Le juge fédéral de Seattle, John C. Couphenour, a temporairement bloqué le décret. « Je suis devant le tribunal depuis quatre ans. Je ne me souviens pas d'un autre cas dans lequel la question soulevée est aussi claire que dans cela », a déclaré le magistrat, qui n'a pas hésité à qualifier la politique du républicain comme « manifestement inconstitutionnelle ». Deux autres juges fédéraux du Maryland et du Massachusetts l'ont rejoint dans la suspension et ont étendu leurs ordonnances à tout le pays, y compris des États qui n'avaient pas déposé de défis.
Qu'est-ce qui suit?
Vous avez toujours tous les détails de la façon dont la mesure sera appliquée. Cependant, le président Trump a célébré la décision suprême lors d'une conférence de presse à la Maison Blanche et l'a qualifiée de « victoire monumentale pour la Constitution, la séparation des pouvoirs et l'état de droit ». Le président a également souligné qu'il continuera de « se battre » pour mettre fin aux citoyens par naissance pour les enfants d'immigrants dans une situation irrégulière.

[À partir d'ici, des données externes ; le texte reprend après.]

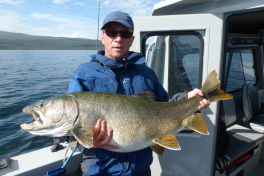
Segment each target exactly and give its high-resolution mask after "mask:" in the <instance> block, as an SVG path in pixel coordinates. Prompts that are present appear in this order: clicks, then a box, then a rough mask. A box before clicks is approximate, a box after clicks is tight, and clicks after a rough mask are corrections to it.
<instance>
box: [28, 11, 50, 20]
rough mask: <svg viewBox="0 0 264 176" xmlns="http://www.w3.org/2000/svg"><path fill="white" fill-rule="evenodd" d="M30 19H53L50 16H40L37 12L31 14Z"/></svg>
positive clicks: (47, 14)
mask: <svg viewBox="0 0 264 176" xmlns="http://www.w3.org/2000/svg"><path fill="white" fill-rule="evenodd" d="M30 17H32V18H36V19H50V18H51V16H50V14H40V13H36V12H34V13H32V14H30Z"/></svg>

Aux États-Unis, les militants et les défenseurs des droits civils et des immigrants n'ont pas décidé de se prononcer contre la décision judiciaire, soulignant la disparité des droits qui produiront parmi la population. Le président et directeur exécutif de Global Refuge, Krish O'Mara Vignarajah, a déclaré que nous sommes dans « un moment profondément inquiétant non seulement pour les familles d'immigrants, mais aussi pour l'uniformité légale qui soutient notre constitution ». Selon un récent Étude NPR / IPSOSseulement 28% des Américains se soutiennent à refuser la citoyenneté aux immigrants, et un peu plus de la moitié s'y opposent.
Les défis de l'ordonnance de citoyenneté par naissance sont toujours en suspens dans les cours d'appel d'une vingtaine d'États, et l'administration Trump a déjà promis qu'en cas de perte, il demandera un examen devant les juges du Suprême, mais il est peu probable que le tribunal décide de la question lors du nouveau cours de judiciaire qui commence en octobre. Bien que le procureur général, Pam Bondi, soit «confiant» que les magistrats donneraient la raison à l'administration Trump.
« Cela a été un problème des deux parties qui a duré cinq mandats présidentiels … et s'est terminé aujourd'hui », a déclaré le procureur dans la même conférence de presse, soulignant que ce qui a été réalisé par le républicain était une aspiration de ses prédécesseurs en fonction George W. Bush, Barack Obama et Joe Biden.